A Menina e o pequeno prazer
O local era Sarajevo.A cidade era a capital Bósnia. A cidade estava sitiada .Bombas explodiam,tiros de fuzis e granadas.A quinta guerra do século XX se manifestava.Estava a cidade uma carcaça.
Prédios demolidos pelos tiros dos fuzis potentes nas paredes e pelos tiros dos tanques.Os atiradores sérvios miravam os transeuntes e os fuzilavam,do alto dos prédios,ou de uma área mais alta dos morros.O muro de Berlim havia caído.Foi o fim da guerra fria.O lado mais sombrio das ideologias,o nacionalismo surgia em vitrines de ambições das mais diversas. Os ingênuos acreditavam que com a queda do muro de Berlim morria o comunismo e que o futuro do mundo estaria mais tranquilo.Os movimentos anti-comunismo da Europa do Leste deu uma resposta de inconformismo-e,so.As guerras explodiam e a matança se confirmava.
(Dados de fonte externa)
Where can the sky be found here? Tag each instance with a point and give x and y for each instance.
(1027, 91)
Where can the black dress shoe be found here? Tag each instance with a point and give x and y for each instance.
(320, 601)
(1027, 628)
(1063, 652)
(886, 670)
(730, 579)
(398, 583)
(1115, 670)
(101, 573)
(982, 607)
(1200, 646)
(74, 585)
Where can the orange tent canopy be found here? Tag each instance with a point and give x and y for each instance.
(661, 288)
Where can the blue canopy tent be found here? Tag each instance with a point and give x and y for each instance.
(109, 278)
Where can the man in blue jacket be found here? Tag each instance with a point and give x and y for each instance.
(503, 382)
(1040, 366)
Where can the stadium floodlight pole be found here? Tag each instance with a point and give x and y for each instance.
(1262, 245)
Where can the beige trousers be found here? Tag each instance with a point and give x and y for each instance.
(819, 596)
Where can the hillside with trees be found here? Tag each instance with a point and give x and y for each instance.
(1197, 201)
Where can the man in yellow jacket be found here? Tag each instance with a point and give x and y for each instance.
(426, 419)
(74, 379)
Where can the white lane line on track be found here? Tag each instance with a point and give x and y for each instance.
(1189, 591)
Era o ano de 1992.A guerra não tem sentido,e são todas parecidas.São povos em conflitos.Vivem numa mesma região,falam a mesma língua,mas querem uma independência covarde,sem sentido.São os Sérvios,Croatas e os Eslovenios .Querem a separação.Não importa os danos que causem,a infelicidade que provoquem.
Era uma raridade ter a liberdade de poder andar pelas ruas da cidade sitiada.Naquele dia foi buscar água potável com o avô num posto de uma instituição internacional que fazia acolhimento com a população que estava no meio do conflito,e ainda não pôde ser refugiada para uma região distante do conflito.
Quando passaram pela rua Alemka o velho prédio da loja Haris,por milagre conservava ainda intacta a vitrine da loja.Ali parou,colocou o balde água no chão e o seu rosto anjelical fixou o seu olhar numa máquina de escrever azul que estava em cima de uma banqueta.Tinha uma placa com um modesto valor.
-Vamos para casa.Não demora e recomeça o tiroteio.
-Ah,vô...eu queria ter aquela máquina de escrever.Quando crescer eu quero ser uma escritora.Quem sabe que escrevendo sobre o que se acontece de ruim numa guerra possa influenciar o mundo para que nunca mais os homens se matem assim.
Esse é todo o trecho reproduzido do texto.